Out of curiosity I implemented this "cache the result of draw() as a Sprite" scheme. The short of it is: it makes the code messy, fragile, with likely no meaningful performance gain.
The long version: after draw()-ing to the canvas (but still inside of draw()) I use ctx.getImageData() to grab the area of the canvas that I drew onto (while respecting Engine.pixelRatio). This ImageData I then render to another (invisible) canvas using putImageData(). I then invoke toDataURL() on the invisible canvas and pass the result to Texture's constructor. Invoking asSprite() on the Texture object yields a sprite. Voilà, (part of) the draw()ing turned into a Sprite.

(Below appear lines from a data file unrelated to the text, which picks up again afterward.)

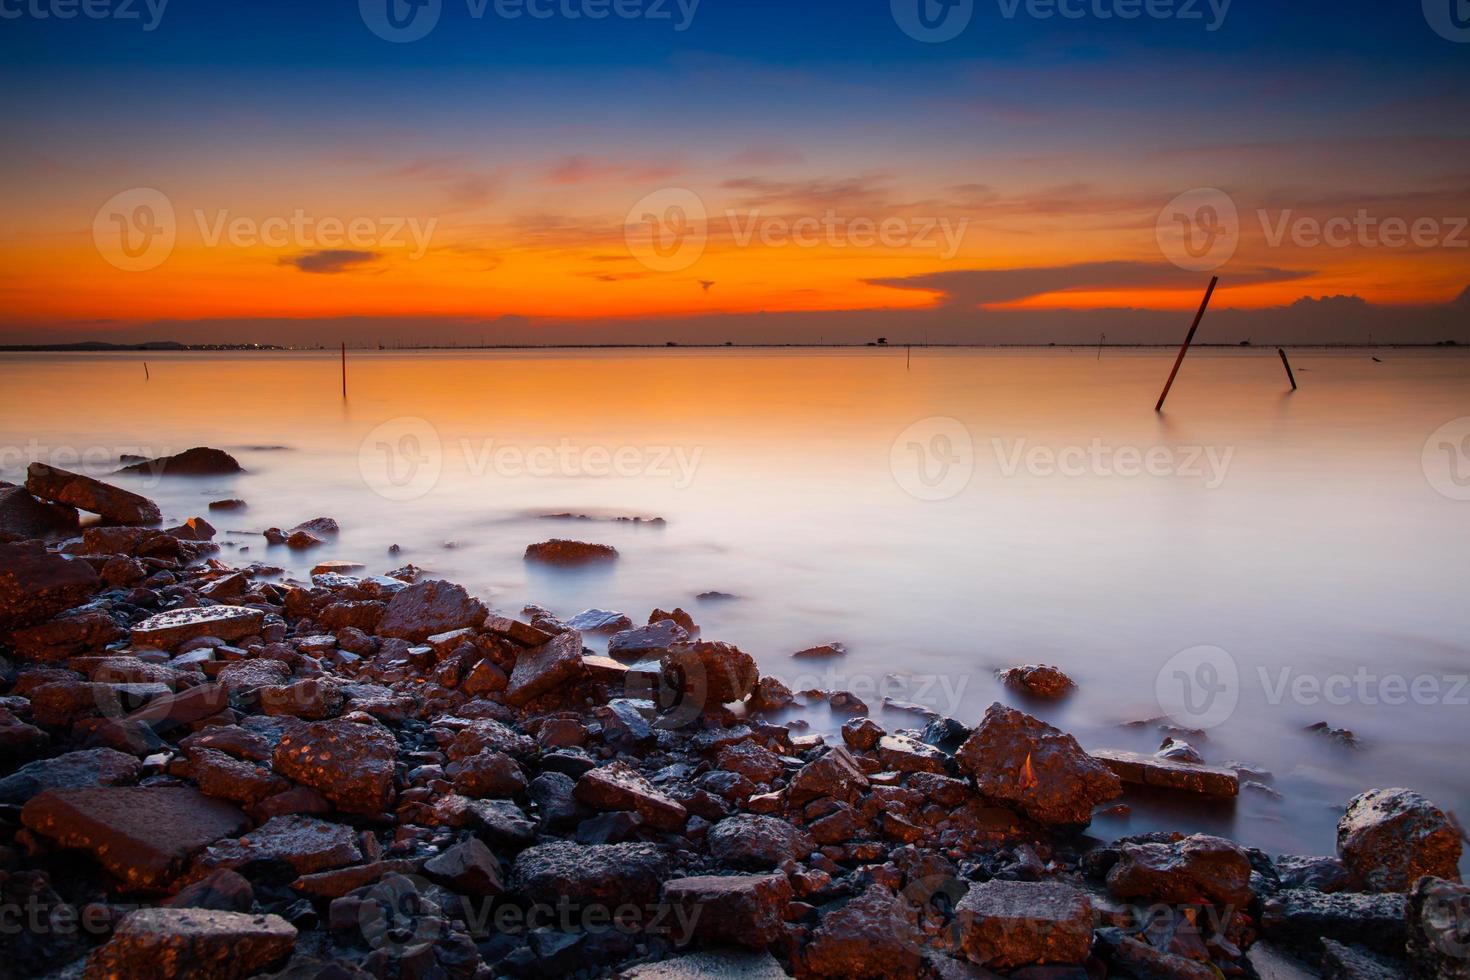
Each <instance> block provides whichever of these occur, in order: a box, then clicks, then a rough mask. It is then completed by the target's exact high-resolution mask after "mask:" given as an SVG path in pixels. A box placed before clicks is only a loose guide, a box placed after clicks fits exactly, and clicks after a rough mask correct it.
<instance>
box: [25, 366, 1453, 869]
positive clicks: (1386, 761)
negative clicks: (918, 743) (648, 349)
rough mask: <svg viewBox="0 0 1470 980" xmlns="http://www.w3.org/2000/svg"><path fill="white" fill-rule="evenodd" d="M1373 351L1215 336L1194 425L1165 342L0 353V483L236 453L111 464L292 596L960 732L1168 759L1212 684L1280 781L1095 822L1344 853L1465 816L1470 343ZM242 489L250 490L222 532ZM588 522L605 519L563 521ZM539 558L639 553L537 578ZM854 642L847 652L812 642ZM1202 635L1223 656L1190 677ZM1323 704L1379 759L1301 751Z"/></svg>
mask: <svg viewBox="0 0 1470 980" xmlns="http://www.w3.org/2000/svg"><path fill="white" fill-rule="evenodd" d="M1379 356H1380V357H1382V359H1383V363H1374V361H1373V360H1372V357H1370V356H1369V354H1367V353H1364V351H1332V353H1327V351H1297V353H1294V354H1292V363H1294V366H1295V369H1297V375H1298V381H1299V383H1301V391H1298V392H1295V394H1292V392H1291V391H1289V388H1288V383H1286V378H1285V372H1283V369H1282V364H1280V361H1279V359H1277V356H1276V351H1274V350H1250V351H1216V350H1204V351H1195V353H1192V354H1191V357H1189V360H1188V361H1186V364H1185V369H1183V372H1182V375H1180V379H1179V382H1177V385H1176V388H1175V391H1173V394H1172V395H1170V401H1169V406H1167V410H1166V413H1164V414H1163V416H1155V414H1154V411H1152V407H1154V401H1155V398H1157V395H1158V389H1160V386H1161V383H1163V379H1164V378H1166V375H1167V372H1169V366H1170V360H1172V353H1164V351H1127V353H1122V351H1113V350H1107V351H1104V353H1103V356H1101V359H1098V356H1097V351H1091V350H1088V351H1082V350H1057V351H970V350H964V351H958V350H914V351H913V353H911V360H910V356H908V354H907V353H906V351H904V350H903V348H892V350H844V351H748V350H738V351H554V353H544V351H514V353H500V351H494V353H459V351H456V353H350V356H348V397H347V400H345V401H344V400H343V397H341V376H340V366H338V360H337V356H335V354H316V353H290V354H268V353H251V354H201V353H191V354H147V356H141V354H140V356H132V354H126V356H123V354H106V356H88V354H26V356H0V378H3V383H0V453H3V455H0V479H6V480H10V482H24V470H25V464H26V463H28V461H29V460H32V458H43V460H47V461H51V463H54V464H57V466H63V467H68V469H82V470H85V472H88V473H91V475H94V476H104V475H106V473H109V472H110V470H112V469H115V467H116V463H115V461H116V458H118V455H119V454H122V453H132V454H140V455H154V454H166V453H176V451H181V450H185V448H190V447H194V445H210V447H218V448H225V450H228V451H231V453H232V454H234V455H235V457H237V458H238V460H240V461H241V463H243V464H244V466H245V469H247V470H248V472H247V473H244V475H241V476H237V478H212V479H178V478H169V479H165V480H148V479H147V478H116V482H118V483H119V485H125V486H129V488H134V489H138V491H140V492H144V494H147V495H150V497H153V498H154V500H157V501H159V504H160V505H162V507H163V510H165V514H166V520H171V522H178V520H184V519H187V517H191V516H206V517H209V520H210V522H212V523H215V526H216V527H218V529H219V530H221V536H219V541H221V542H222V544H223V545H225V547H223V552H222V555H221V558H222V560H225V561H231V563H248V561H265V563H270V564H276V566H281V567H284V569H285V570H287V572H288V574H293V576H297V577H303V576H306V573H309V570H310V567H312V566H313V564H316V563H319V561H323V560H332V558H341V560H354V561H362V563H365V564H366V566H368V569H369V572H373V573H381V572H385V570H388V569H392V567H397V566H401V564H404V563H410V561H412V563H413V564H417V566H420V567H423V569H426V570H428V572H431V573H432V574H435V576H441V577H445V579H451V580H456V582H462V583H463V585H465V586H466V588H469V589H470V591H473V592H476V594H478V595H481V597H482V598H484V599H485V601H487V602H488V604H490V605H492V607H495V608H498V610H503V611H507V613H516V611H519V610H520V607H522V605H523V604H526V602H537V604H541V605H545V607H548V608H551V610H553V611H554V613H557V614H560V616H566V617H569V616H573V614H575V613H578V611H581V610H584V608H588V607H601V608H612V610H620V611H625V613H628V614H629V616H632V617H634V620H635V621H639V623H641V621H644V620H645V619H647V616H648V613H650V610H653V608H654V607H661V608H666V610H667V608H673V607H675V605H682V607H684V608H686V610H689V611H691V613H692V614H694V617H695V620H697V621H698V623H700V624H701V626H703V627H704V636H706V638H711V639H723V641H729V642H734V644H736V645H739V646H741V648H744V649H747V651H748V652H751V654H753V655H756V658H757V660H759V661H760V666H761V671H763V673H766V674H775V676H778V677H781V679H782V680H785V682H786V683H789V685H791V686H792V688H825V689H848V691H853V692H854V693H857V695H858V696H861V698H863V699H864V701H867V702H869V704H870V707H872V708H873V716H875V717H876V718H878V720H879V721H881V723H882V724H883V726H885V727H888V729H897V727H922V724H923V718H922V717H919V716H916V714H910V713H906V711H885V710H882V707H881V702H882V696H883V695H885V693H886V695H889V696H892V698H895V699H898V701H908V702H917V704H923V705H926V707H928V708H932V710H936V711H941V713H944V714H951V716H954V717H957V718H960V720H961V721H964V723H967V724H972V723H975V721H976V720H978V718H979V716H980V714H982V713H983V710H985V707H986V705H988V704H989V702H991V701H995V699H1001V701H1007V702H1010V704H1016V705H1017V707H1022V708H1025V710H1028V711H1030V713H1033V714H1036V716H1038V717H1042V718H1045V720H1047V721H1050V723H1053V724H1055V726H1058V727H1061V729H1064V730H1069V732H1073V733H1075V735H1076V736H1078V739H1079V741H1080V742H1082V743H1083V745H1085V746H1088V748H1104V746H1107V748H1127V749H1135V751H1142V752H1151V751H1154V749H1155V748H1158V743H1160V741H1161V738H1163V735H1161V733H1158V730H1157V727H1155V726H1152V724H1150V726H1144V727H1122V726H1123V723H1127V721H1141V720H1150V718H1157V717H1160V716H1163V714H1164V713H1166V707H1167V705H1166V707H1161V704H1160V701H1161V696H1160V692H1161V691H1164V692H1167V691H1170V688H1169V685H1170V683H1175V680H1173V677H1175V673H1176V671H1177V670H1180V669H1182V670H1183V674H1185V677H1186V679H1188V680H1189V682H1191V683H1194V685H1195V688H1192V689H1191V691H1188V692H1186V693H1189V695H1192V696H1194V698H1195V701H1194V704H1192V705H1191V708H1189V711H1191V713H1192V717H1194V718H1195V721H1207V723H1208V733H1207V738H1192V739H1191V742H1194V743H1195V746H1197V748H1198V749H1200V751H1201V752H1202V754H1204V755H1205V758H1207V760H1208V761H1210V763H1214V764H1226V763H1245V764H1250V765H1252V767H1261V768H1264V770H1269V771H1272V773H1273V774H1274V782H1273V788H1274V790H1276V792H1279V793H1280V795H1282V798H1280V799H1276V798H1273V796H1270V795H1267V793H1260V792H1252V790H1247V792H1244V793H1242V796H1241V799H1239V801H1238V802H1235V804H1220V802H1207V804H1192V805H1186V804H1182V802H1179V801H1177V799H1150V801H1142V799H1135V798H1133V795H1132V793H1130V801H1132V802H1135V807H1133V813H1132V815H1130V817H1129V818H1116V817H1107V818H1101V820H1098V821H1097V823H1095V824H1094V833H1095V835H1097V836H1113V835H1117V833H1127V832H1141V830H1147V829H1160V827H1164V829H1180V830H1192V829H1198V830H1213V832H1220V833H1226V835H1229V836H1233V837H1236V839H1241V840H1242V842H1245V843H1251V845H1257V846H1261V848H1266V849H1269V851H1272V852H1311V854H1329V852H1332V848H1333V827H1335V823H1336V818H1338V815H1339V813H1341V807H1342V805H1344V804H1345V802H1347V801H1348V799H1349V798H1351V796H1352V795H1355V793H1358V792H1361V790H1364V789H1369V788H1374V786H1410V788H1413V789H1417V790H1419V792H1421V793H1424V795H1426V796H1429V798H1430V799H1433V801H1435V802H1438V804H1439V805H1441V807H1444V808H1446V810H1454V811H1457V813H1458V815H1461V817H1467V818H1470V763H1467V761H1466V754H1464V748H1463V746H1464V745H1466V743H1467V742H1470V686H1467V685H1466V683H1464V679H1466V676H1467V674H1470V639H1467V638H1470V602H1466V598H1464V594H1466V583H1467V582H1470V574H1467V573H1470V520H1467V519H1470V501H1466V500H1457V498H1455V491H1454V488H1455V486H1461V483H1458V480H1460V479H1466V482H1470V444H1464V445H1463V444H1460V442H1458V441H1457V439H1454V438H1451V436H1454V433H1455V432H1458V430H1455V429H1452V428H1451V429H1449V430H1448V432H1449V436H1445V438H1444V439H1439V438H1438V436H1436V439H1433V441H1432V438H1430V436H1432V433H1436V432H1439V430H1442V428H1444V426H1446V423H1451V422H1454V420H1457V419H1464V417H1466V416H1470V359H1467V357H1466V356H1464V354H1457V353H1410V351H1386V353H1379ZM144 360H147V363H148V373H150V376H151V379H146V376H144V367H143V361H144ZM1464 435H1470V430H1467V432H1466V433H1464ZM1461 450H1464V451H1461ZM68 454H71V455H68ZM1441 454H1442V455H1441ZM1436 467H1442V470H1441V469H1436ZM1446 488H1448V492H1445V489H1446ZM231 497H238V498H244V500H247V501H248V504H250V508H248V510H247V511H243V513H237V514H212V513H209V511H207V502H209V501H212V500H221V498H231ZM563 513H570V514H578V516H588V517H591V519H592V520H564V519H557V520H550V519H547V517H545V516H550V514H563ZM316 516H331V517H335V519H337V520H340V522H341V526H343V533H341V536H340V538H338V539H335V541H331V542H328V544H326V545H325V547H322V548H318V550H313V551H310V552H291V551H288V550H287V548H269V547H266V544H265V539H263V538H260V536H259V532H260V530H263V529H265V527H269V526H279V527H290V526H293V525H295V523H298V522H301V520H306V519H310V517H316ZM617 517H645V519H651V517H661V519H664V522H666V523H634V522H619V520H616V519H617ZM547 538H575V539H581V541H594V542H601V544H610V545H614V547H617V550H619V551H620V552H622V555H620V558H619V560H617V561H616V563H613V564H609V566H601V567H595V569H587V570H578V572H567V570H553V569H539V567H534V566H528V564H526V563H525V561H523V558H522V552H523V551H525V547H526V545H528V544H531V542H535V541H544V539H547ZM394 544H397V545H400V548H401V554H397V555H390V552H388V548H390V545H394ZM709 591H719V592H726V594H732V595H735V597H738V598H735V599H725V601H707V599H706V601H700V599H697V598H695V597H697V594H701V592H709ZM832 641H839V642H842V644H845V645H847V648H848V651H850V652H848V654H847V655H845V657H842V658H838V660H832V661H810V660H792V658H791V654H792V652H794V651H798V649H803V648H806V646H813V645H817V644H825V642H832ZM601 642H603V641H598V639H597V638H589V645H594V646H595V645H600V644H601ZM1195 648H1213V649H1217V651H1220V652H1223V655H1225V660H1220V657H1219V655H1217V654H1213V652H1211V654H1208V657H1205V661H1207V666H1208V667H1211V670H1208V671H1201V670H1200V666H1201V661H1200V657H1194V658H1189V657H1186V658H1185V660H1179V658H1177V655H1179V654H1182V652H1185V651H1194V649H1195ZM1026 663H1050V664H1055V666H1058V667H1061V669H1063V670H1066V671H1067V673H1069V674H1070V676H1072V677H1073V679H1075V680H1076V682H1078V686H1079V689H1078V692H1076V693H1075V695H1073V696H1072V698H1069V699H1066V701H1063V702H1058V704H1035V702H1026V701H1023V699H1020V698H1019V696H1017V695H1014V693H1011V692H1007V691H1005V689H1003V688H1001V686H1000V685H998V683H997V680H995V679H994V671H995V670H997V669H1000V667H1007V666H1014V664H1026ZM1180 664H1183V667H1180ZM1220 666H1225V667H1226V671H1225V673H1222V671H1220V670H1216V667H1220ZM1229 669H1233V671H1235V680H1233V682H1232V679H1230V677H1229V676H1227V673H1229ZM1161 674H1163V680H1160V676H1161ZM1426 679H1427V680H1426ZM1398 682H1402V683H1404V688H1405V689H1404V691H1401V689H1399V685H1398ZM1429 682H1435V686H1433V691H1432V692H1430V686H1432V685H1430V683H1429ZM1416 685H1417V686H1416ZM1314 692H1316V693H1314ZM1232 693H1233V701H1235V705H1233V710H1225V705H1226V704H1227V701H1230V699H1232V698H1230V695H1232ZM1163 699H1164V701H1166V702H1167V701H1169V698H1167V696H1164V698H1163ZM797 714H801V716H803V717H807V718H808V720H810V721H811V724H813V729H814V730H819V732H831V730H835V727H836V726H838V724H839V723H841V718H833V717H831V716H829V714H828V713H826V708H825V707H822V705H820V704H819V705H814V707H811V708H807V710H803V711H800V713H797ZM1217 716H1220V717H1217ZM1317 721H1327V723H1329V724H1332V726H1333V727H1345V729H1351V730H1352V732H1355V733H1357V735H1358V738H1360V739H1361V742H1363V748H1361V749H1358V751H1351V749H1345V748H1342V746H1339V745H1336V743H1332V742H1330V741H1327V739H1323V738H1320V736H1316V735H1310V733H1305V732H1302V729H1304V727H1305V726H1308V724H1313V723H1317ZM1186 724H1188V723H1186Z"/></svg>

You can then cache this Sprite object somewhere to later render it during update() in the right position (note: getImageData() uses top left coordinates, whereas an Actor uses the middle point) and at the right scale (because Engine.pixelRatio). I used Actor's addDrawing(cacheKey, sprite) and setDrawing(cacheKey) to store and render sprites. Obviously, update() needs to make sure it only bothers to change the sprite if the state of the Actor requires it.

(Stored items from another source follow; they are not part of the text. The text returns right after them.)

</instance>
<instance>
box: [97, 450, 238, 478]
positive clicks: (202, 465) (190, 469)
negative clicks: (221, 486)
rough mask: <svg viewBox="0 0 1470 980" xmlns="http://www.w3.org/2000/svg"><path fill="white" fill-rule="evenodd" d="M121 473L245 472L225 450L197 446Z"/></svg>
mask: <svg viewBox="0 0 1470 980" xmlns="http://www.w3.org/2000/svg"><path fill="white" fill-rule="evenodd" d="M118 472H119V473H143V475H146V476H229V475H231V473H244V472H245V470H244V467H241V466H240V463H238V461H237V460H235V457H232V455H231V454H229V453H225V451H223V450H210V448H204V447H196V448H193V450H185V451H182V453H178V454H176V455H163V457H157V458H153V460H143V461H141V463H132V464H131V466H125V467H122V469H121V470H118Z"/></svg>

Beware,though: when you override draw(), no call to update() will happen. They are mutually exclusive. If you're hoping to prevent an expensive draw() by doing an elegant Sprite render in update(), you'll need to make sure that draw() falls back to its default behavior by calling super.draw() and return from draw() if you have a hit in your custom sprite cache and want update() to take care of rendering the sprite.
I didn't do deep performance testing, but just eyeballing the browser's CPU usage, it made no meaningful difference. All in all, it's a no-good optimization. Learned a lot, though.